Desta maneira, aplica-se a Lei da Misericórdia, permitindo ao obsedado que se reestabeleça e reorganize sua condição energético-vibratória, alterando seu comportamento e atitude mental e, consequentemente o padrão vibratório que permite a ação do obsessor. A este último, a mesma Lei garante uma segunda via evolutiva, possibilitando-lhe esgotar seus sentimentos desequilibrados, e encontrar o arrependimento e o remorso por seus atos, dentro daquele que é conhecido como o Caminho da Dor.  

Não obstante, convém salientar que os fatos que originaram esta relação obsessor/obsedado permanecem inalterados, bem como as permissões da Lei em relação a estes. Caso o espirito renitente encontre meios para, a partir das regiões inferiores, atacar novamente seu alvo, e ainda, caso este alvo mantenha seu padrão comportamental e conduta moral que mantenha aberta a faixa vibratória através da qual se estabelece a ligação entre ambos, o obsessor segue amparado pela Lei e tem permissão de reaproximar-se de seu antigo algoz para intentar sua vingança.
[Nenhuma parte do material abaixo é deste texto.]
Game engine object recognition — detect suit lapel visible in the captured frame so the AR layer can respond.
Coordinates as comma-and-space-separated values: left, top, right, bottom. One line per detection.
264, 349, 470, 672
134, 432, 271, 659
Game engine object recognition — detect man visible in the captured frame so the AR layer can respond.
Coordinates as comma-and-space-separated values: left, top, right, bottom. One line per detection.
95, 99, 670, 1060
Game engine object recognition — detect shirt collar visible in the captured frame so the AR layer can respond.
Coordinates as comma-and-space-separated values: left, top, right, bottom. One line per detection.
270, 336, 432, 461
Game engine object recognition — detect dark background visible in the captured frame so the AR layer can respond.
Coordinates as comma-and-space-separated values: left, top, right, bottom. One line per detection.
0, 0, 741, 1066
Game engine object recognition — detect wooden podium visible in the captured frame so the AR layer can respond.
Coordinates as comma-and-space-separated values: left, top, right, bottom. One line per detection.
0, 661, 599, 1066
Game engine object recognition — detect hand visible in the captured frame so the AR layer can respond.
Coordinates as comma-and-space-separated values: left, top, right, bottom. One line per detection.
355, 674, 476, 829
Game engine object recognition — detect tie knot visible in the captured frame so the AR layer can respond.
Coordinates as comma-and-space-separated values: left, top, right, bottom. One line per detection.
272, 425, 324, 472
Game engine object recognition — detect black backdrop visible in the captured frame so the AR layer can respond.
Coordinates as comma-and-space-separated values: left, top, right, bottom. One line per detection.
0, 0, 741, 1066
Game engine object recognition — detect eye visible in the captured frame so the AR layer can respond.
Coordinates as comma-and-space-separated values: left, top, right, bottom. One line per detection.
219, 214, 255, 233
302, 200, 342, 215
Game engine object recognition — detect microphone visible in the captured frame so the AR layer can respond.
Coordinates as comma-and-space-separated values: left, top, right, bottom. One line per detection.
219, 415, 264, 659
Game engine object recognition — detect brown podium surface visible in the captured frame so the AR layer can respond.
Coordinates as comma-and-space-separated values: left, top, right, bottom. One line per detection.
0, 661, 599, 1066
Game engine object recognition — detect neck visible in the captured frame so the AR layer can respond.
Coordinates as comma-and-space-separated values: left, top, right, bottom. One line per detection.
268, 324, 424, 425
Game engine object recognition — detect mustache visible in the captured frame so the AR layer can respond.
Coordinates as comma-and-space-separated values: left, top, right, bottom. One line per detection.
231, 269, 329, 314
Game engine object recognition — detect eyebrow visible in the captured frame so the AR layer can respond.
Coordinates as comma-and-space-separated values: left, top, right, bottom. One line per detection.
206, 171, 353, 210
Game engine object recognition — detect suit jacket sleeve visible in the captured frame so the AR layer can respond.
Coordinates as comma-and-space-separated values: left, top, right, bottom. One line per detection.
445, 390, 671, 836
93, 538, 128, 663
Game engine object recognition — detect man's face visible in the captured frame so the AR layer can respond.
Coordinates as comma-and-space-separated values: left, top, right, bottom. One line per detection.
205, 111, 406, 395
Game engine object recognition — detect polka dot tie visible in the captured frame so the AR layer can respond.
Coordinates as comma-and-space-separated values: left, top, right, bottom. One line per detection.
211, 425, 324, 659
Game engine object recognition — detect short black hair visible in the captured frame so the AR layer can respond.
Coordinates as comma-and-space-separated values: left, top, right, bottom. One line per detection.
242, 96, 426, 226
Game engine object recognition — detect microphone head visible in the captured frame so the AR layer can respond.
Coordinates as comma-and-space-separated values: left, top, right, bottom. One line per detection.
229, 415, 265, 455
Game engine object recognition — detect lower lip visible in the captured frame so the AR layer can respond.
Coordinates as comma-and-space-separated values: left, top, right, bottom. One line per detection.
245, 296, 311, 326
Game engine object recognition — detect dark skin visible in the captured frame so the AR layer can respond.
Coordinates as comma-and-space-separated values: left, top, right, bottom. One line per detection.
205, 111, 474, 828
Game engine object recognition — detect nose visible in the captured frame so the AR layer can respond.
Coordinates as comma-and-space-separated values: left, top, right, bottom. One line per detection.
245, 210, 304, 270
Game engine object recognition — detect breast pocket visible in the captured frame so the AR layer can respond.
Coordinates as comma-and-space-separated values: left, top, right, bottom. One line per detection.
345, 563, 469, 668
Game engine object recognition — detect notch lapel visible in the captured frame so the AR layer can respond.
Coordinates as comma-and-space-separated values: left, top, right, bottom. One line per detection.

Conclui-se,  portanto que, para que o desligamento obsessor/obsedado ocorra de forma eficiente, por completo e em definitivo, é imprescindível que um dos dois altere radicalmente seu padrão mental e sua conduta.





Conhecimento, fé e amor ao próximo


Não é à toa que estes procedimentos, da maneira que entendemos a mais adequada, são tão raros de observar. Para que ocorram de maneira eficiente e beneficiando indubitavelmente todas as partes envolvidas, é necessária a confluência de diversos fatores, como salientamos anteriormente.

É essencial a individualização de cada caso, para que ocorra nos termos que citamos, não sendo possível estabelecer este nível de diálogo em sessões coletivas em que apenas uns poucos dirigentes são responsáveis por coordenar inúmeros espíritos.  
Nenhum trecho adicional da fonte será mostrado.